It's well known how more recent iOS and iPhone models limit the ability of forensics to recover deleted data and obtain system images, whereas Android devices are still relatively forensics friendly.
How do BlackBerry devices fair? Can system images be obtained? How about deleted data and internet evidence?
Thank you
From ForensicFocus' homepage the other day…
http//articles.forensicfocus.com/2015/06/23/future-of-mobile-forensics/
Interesting read thank you. But the section on Blackberry was the shortest.
If the device is not encrypted or you can decrypt it can you obtain a physical acquisition of a blackberry and how effective is obtaining deleted data?
If the device is not encrypted or you can decrypt it can you obtain a physical acquisition of a blackberry and how effective is obtaining deleted data?
1) Yes.
2) 73.2%.
See
http//
73.2% of 0 devices (the number that is expected to be found without encryption enabled and with a known device password) represents however a nice, round 0.
jaclaz
Well, I have just checked my BlackBerry and encryption was not set by default so I assume most are not. So I'm confused. If the encryption is not turned on can an image be acquired or is there some other encryption preventing this?

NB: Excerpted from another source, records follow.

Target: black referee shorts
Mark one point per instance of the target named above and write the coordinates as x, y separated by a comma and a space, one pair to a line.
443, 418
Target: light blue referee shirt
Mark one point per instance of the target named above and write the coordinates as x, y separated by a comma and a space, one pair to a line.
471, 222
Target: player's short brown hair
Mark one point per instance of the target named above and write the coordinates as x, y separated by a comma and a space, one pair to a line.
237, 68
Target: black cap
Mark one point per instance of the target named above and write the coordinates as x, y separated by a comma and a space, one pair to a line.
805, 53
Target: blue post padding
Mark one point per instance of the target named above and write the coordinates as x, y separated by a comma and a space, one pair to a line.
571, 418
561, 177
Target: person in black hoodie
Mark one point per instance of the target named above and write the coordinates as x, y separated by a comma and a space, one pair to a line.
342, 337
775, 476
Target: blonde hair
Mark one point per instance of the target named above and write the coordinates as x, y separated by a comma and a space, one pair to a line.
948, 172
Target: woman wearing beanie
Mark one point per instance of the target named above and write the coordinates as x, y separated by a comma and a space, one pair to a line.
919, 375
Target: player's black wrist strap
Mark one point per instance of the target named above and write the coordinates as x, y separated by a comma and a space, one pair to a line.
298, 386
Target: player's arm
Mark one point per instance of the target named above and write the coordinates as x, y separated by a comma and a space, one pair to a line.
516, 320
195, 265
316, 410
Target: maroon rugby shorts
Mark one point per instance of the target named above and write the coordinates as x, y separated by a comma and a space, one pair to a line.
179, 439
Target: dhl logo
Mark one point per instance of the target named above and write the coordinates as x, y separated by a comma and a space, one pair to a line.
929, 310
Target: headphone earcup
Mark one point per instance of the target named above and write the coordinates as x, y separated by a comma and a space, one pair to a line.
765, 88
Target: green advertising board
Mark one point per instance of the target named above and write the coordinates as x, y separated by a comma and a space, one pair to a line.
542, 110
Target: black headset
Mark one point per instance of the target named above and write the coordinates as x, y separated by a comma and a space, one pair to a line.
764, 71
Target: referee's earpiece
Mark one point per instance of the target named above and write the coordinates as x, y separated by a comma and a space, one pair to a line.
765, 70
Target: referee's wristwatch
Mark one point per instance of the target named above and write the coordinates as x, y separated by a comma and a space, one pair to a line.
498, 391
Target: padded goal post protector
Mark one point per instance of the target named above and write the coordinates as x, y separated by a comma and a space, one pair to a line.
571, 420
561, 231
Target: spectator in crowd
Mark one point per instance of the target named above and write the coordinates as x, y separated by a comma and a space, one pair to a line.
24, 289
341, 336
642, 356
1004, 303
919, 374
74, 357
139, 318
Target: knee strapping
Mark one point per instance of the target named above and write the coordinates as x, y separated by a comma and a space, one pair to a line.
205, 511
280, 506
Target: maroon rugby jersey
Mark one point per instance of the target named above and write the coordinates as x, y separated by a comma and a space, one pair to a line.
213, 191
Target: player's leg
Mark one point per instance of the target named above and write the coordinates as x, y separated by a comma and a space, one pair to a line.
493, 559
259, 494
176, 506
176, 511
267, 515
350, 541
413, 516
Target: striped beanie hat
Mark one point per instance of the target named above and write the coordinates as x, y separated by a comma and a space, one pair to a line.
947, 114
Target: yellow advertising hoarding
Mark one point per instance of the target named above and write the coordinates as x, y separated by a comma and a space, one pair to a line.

How about deleted data, any experiences?
Well, I have just checked my BlackBerry and encryption was not set by default so I assume most are not.
Interesting use of assumptions ) , a whole new level of synecdoche
https://
So yes, on the typical Blackberry (which you assume to be unencrypted given the large data sample you examined) you can make an acquisition and it is likely that you will be able to get around 73.2% of deleted data, provided that you know the device password (or if it set to off).
This is still exactly the same answer already posted, and comes mainly from the given source
http//
and more specifically from this slide
http//
while the 73.2% is an indicative number that can vary depending on the specific device and case.
jaclaz
Very timely post for my practice - I have a client's Blackberry 9630 from which all email and text messages have been apparently deleted. This of course did not make the client's attorney very happy.
I see from the Elcomsoft slides that only Cellebrite can make a physical image of BB devices.
QUESTION Has anyone tried using Chimera Tools to unlock a BB, which could then in theory allow a physical image to be made using FTK Imager?
If so, then I could possibly use FTK Imager or Mount Image Pro to mount the FTK Imager created forensic image, then use TestDisk to copy out folders and files, and then use Forensic Explorer to carve for deleted files.
Thoughts?
Here's a good article on BlackBerry forensics http//
In short, physical acquisition of legacy models (prior to BB 10) is only possible for unlocked devices. And for BB 10, physical acquisition is not possible at all.